Thursday, January 21, 2010

Are we ever ready?

It's not the first time I write about death in my blog. As my sister puts it, "I've learned to accept death" for what it is. It is a life unfulfilled, a life with regrets that should bring sorrow.

And, ever so NOT subtly, death always brings us to think about life. I do not regret one thing that I've done, because every single step, every so-called mistake, every tear, every smile, every achievement, every failure has brought me to where I am today. I'm learning to love myself for who and what I am...regardless of the mood that I wake up in the morning in... I even gifted myself an "all about me" calendar to help me with this.

It was something else that moved me... something else that day that brought me all kinds of sadnesses.

As we said our final goodbyes, my grandfathers sister cried. There were no sobs; only tears. That's when I thought "what will happen when anyone of my close friends... what's going to happen when I have to say goodbye to my sisters".

I shouldn't have thought about this, but it was unavoidable. How am I going to have to let go? How will things happen? Will I be ready? Will it be unexpected? How old will we be? Who will be there? Will I think "I've learned to accept death"? Probably not. I'll probably be angry, and sad, and devasted and in despair. It will be horrible. It will go down as the saddest day of my life.

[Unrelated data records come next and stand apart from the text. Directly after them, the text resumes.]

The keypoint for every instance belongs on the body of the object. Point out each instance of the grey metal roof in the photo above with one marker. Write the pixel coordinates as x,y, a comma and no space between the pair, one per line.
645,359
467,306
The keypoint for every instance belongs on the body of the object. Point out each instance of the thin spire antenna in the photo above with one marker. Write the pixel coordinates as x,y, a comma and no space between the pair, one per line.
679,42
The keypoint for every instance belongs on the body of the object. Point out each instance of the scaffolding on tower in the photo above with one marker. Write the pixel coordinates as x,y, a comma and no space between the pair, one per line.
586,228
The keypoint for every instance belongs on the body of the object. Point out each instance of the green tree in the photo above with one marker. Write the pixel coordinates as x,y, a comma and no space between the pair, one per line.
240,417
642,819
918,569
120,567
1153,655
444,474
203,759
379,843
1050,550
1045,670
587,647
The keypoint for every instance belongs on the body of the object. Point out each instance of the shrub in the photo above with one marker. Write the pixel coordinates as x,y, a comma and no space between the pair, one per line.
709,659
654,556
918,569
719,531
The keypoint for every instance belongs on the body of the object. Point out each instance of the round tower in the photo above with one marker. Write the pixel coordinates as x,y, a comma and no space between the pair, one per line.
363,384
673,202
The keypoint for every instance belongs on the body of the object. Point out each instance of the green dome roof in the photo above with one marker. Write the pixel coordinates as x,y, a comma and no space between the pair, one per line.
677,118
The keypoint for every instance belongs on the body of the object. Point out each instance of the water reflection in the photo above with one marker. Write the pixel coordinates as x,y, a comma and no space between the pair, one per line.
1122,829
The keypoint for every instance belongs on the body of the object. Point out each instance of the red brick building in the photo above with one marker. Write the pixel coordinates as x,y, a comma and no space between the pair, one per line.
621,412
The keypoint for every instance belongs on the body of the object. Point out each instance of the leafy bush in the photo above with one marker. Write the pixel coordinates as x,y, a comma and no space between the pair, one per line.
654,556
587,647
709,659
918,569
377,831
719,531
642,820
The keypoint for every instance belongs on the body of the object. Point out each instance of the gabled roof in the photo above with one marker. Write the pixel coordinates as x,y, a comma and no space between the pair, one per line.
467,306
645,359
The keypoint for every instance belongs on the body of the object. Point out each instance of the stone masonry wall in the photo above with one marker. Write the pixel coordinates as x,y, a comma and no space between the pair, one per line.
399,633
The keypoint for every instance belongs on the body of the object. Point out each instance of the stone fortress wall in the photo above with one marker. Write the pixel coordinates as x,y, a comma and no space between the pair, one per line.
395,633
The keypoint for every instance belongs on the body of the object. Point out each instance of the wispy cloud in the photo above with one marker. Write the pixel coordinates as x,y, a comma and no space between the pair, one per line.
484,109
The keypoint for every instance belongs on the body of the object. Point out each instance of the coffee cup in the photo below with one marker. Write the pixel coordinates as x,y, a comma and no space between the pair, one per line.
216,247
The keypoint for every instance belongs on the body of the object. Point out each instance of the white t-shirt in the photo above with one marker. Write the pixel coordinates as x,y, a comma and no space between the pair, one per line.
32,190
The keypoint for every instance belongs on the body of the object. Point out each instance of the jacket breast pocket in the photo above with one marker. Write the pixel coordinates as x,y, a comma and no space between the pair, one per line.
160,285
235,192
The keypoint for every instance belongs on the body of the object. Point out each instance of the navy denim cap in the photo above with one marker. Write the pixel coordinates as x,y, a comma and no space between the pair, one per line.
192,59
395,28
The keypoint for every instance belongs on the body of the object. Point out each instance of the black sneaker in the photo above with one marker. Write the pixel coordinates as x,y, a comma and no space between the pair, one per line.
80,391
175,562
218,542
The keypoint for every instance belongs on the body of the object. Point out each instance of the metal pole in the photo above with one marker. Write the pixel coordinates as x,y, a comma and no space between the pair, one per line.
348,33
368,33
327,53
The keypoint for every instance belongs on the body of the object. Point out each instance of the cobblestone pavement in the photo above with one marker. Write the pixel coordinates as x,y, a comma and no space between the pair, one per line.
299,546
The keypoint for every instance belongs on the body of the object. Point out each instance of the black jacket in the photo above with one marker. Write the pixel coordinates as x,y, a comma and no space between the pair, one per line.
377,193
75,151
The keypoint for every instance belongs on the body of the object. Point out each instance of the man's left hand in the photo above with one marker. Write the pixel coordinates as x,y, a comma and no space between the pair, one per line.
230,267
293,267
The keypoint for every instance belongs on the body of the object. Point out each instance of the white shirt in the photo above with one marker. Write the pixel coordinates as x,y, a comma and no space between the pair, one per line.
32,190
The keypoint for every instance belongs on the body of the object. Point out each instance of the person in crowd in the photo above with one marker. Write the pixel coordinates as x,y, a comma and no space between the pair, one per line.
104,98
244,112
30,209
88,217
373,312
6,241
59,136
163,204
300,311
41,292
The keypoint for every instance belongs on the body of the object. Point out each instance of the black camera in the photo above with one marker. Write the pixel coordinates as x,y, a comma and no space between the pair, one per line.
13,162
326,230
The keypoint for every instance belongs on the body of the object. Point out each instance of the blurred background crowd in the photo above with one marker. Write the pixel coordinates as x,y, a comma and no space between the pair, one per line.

I promise to enjoy their company as much as I can. I want to enjoy their LIFE and celebrate each and every day of it, hopefully until we're too old to recognize each other. hehe. I don't know. This post has no point, really. They're just words on a screen. Fleeting thoughts put on "paper" to make them more real. Death happens. We must be ready for it. Life. Love. Laugh. Cry. Hug. Jump. Sing. Dance. Drink. Go out. Stay in. Enjoy a Movie. Gossip. Read. Live. Just live the life not even we imagine so when something like this happens, we have no regrets.